Forward secrecy is not of any real value in most instances of instant messaging as people usually keep their old messages around thus negating it.
Using OpenPGP in the way that TLS is used would negate the advantage of static encryption and would cause the result to be as insecure as TLS. Probably worse as OpenPGP has not required all the band aids that TLS has ended up with.
> Forward secrecy is not of any real value in most instances of instant messaging as people usually keep their old messages around thus negating it.
Both Signal and WhatsApp have disappearing messages as a feature. Signal now allows users to enable this feature by default for new conversations.
Most people keep their old messages because they're only aware of some remote dragnet surveillance threat in democratic countries. I'm sure the situation is different in countries where the surveillance is more offensive, and perceived so by the population.

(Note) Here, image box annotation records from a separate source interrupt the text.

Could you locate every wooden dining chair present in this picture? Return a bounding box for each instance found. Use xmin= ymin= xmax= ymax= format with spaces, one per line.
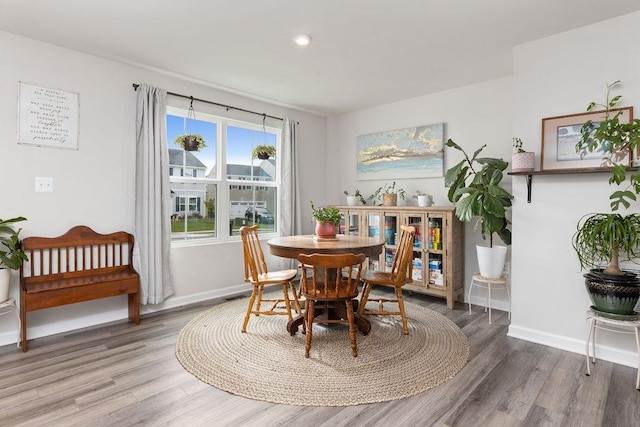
xmin=240 ymin=225 xmax=301 ymax=332
xmin=358 ymin=225 xmax=416 ymax=335
xmin=298 ymin=253 xmax=366 ymax=357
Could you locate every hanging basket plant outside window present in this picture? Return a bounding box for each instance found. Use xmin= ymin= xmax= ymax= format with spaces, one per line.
xmin=173 ymin=133 xmax=207 ymax=151
xmin=251 ymin=114 xmax=276 ymax=160
xmin=173 ymin=97 xmax=207 ymax=151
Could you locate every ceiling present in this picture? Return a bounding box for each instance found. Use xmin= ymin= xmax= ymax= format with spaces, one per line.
xmin=0 ymin=0 xmax=640 ymax=115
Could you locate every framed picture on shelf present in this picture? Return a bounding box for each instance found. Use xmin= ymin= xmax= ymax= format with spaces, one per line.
xmin=540 ymin=107 xmax=633 ymax=170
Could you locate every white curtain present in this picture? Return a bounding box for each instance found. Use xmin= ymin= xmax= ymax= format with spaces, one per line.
xmin=134 ymin=84 xmax=174 ymax=305
xmin=280 ymin=119 xmax=302 ymax=236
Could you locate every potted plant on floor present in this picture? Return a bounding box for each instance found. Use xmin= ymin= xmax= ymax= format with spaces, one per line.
xmin=252 ymin=145 xmax=276 ymax=160
xmin=573 ymin=81 xmax=640 ymax=316
xmin=444 ymin=139 xmax=513 ymax=278
xmin=0 ymin=216 xmax=27 ymax=302
xmin=311 ymin=201 xmax=342 ymax=239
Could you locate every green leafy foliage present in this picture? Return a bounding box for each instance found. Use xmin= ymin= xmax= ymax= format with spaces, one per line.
xmin=0 ymin=216 xmax=28 ymax=270
xmin=573 ymin=213 xmax=640 ymax=274
xmin=573 ymin=80 xmax=640 ymax=274
xmin=576 ymin=80 xmax=640 ymax=212
xmin=344 ymin=189 xmax=367 ymax=205
xmin=251 ymin=145 xmax=276 ymax=159
xmin=444 ymin=139 xmax=513 ymax=246
xmin=311 ymin=201 xmax=342 ymax=226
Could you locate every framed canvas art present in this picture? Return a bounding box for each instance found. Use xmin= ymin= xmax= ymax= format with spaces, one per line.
xmin=356 ymin=123 xmax=444 ymax=180
xmin=540 ymin=107 xmax=633 ymax=170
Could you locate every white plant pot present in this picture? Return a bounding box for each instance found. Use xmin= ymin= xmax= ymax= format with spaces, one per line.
xmin=476 ymin=245 xmax=507 ymax=279
xmin=418 ymin=196 xmax=431 ymax=207
xmin=0 ymin=268 xmax=11 ymax=302
xmin=347 ymin=196 xmax=360 ymax=206
xmin=511 ymin=151 xmax=536 ymax=172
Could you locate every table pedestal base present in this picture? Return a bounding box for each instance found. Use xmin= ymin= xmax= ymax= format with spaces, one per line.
xmin=287 ymin=300 xmax=371 ymax=335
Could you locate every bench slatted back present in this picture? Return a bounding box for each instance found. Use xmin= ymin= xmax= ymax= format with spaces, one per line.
xmin=20 ymin=225 xmax=134 ymax=277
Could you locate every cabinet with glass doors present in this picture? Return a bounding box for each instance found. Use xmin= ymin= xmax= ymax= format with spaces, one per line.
xmin=337 ymin=205 xmax=464 ymax=308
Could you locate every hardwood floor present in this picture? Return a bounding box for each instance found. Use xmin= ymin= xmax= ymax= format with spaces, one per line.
xmin=0 ymin=294 xmax=640 ymax=426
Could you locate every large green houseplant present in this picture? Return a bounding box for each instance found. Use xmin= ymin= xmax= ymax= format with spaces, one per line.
xmin=0 ymin=216 xmax=27 ymax=302
xmin=573 ymin=81 xmax=640 ymax=315
xmin=444 ymin=139 xmax=513 ymax=278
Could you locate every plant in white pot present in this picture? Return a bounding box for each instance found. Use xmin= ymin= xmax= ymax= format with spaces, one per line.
xmin=445 ymin=139 xmax=513 ymax=278
xmin=344 ymin=189 xmax=367 ymax=206
xmin=511 ymin=137 xmax=536 ymax=172
xmin=0 ymin=216 xmax=27 ymax=302
xmin=413 ymin=190 xmax=433 ymax=207
xmin=367 ymin=181 xmax=406 ymax=206
xmin=573 ymin=81 xmax=640 ymax=316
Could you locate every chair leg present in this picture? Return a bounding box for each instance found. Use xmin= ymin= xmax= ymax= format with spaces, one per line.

Encryption is not of any real value if the threat you're describing is 'someone simply has access to all your plaintext messages'. This isn't a meaningful argument against forward secrecy.
The argument is that an attacker that gets your secret key material also gets your saved messages. If you had a more secure way to protect the saved messages then you could of used it to protect the secret key material. It is more or less the same problem.
Using OpenPGP in the way that TLS is used would negate the advantage of static encryption and would cause the result to be as insecure as TLS. Probably worse as OpenPGP has not required all the band aids that TLS has ended up with.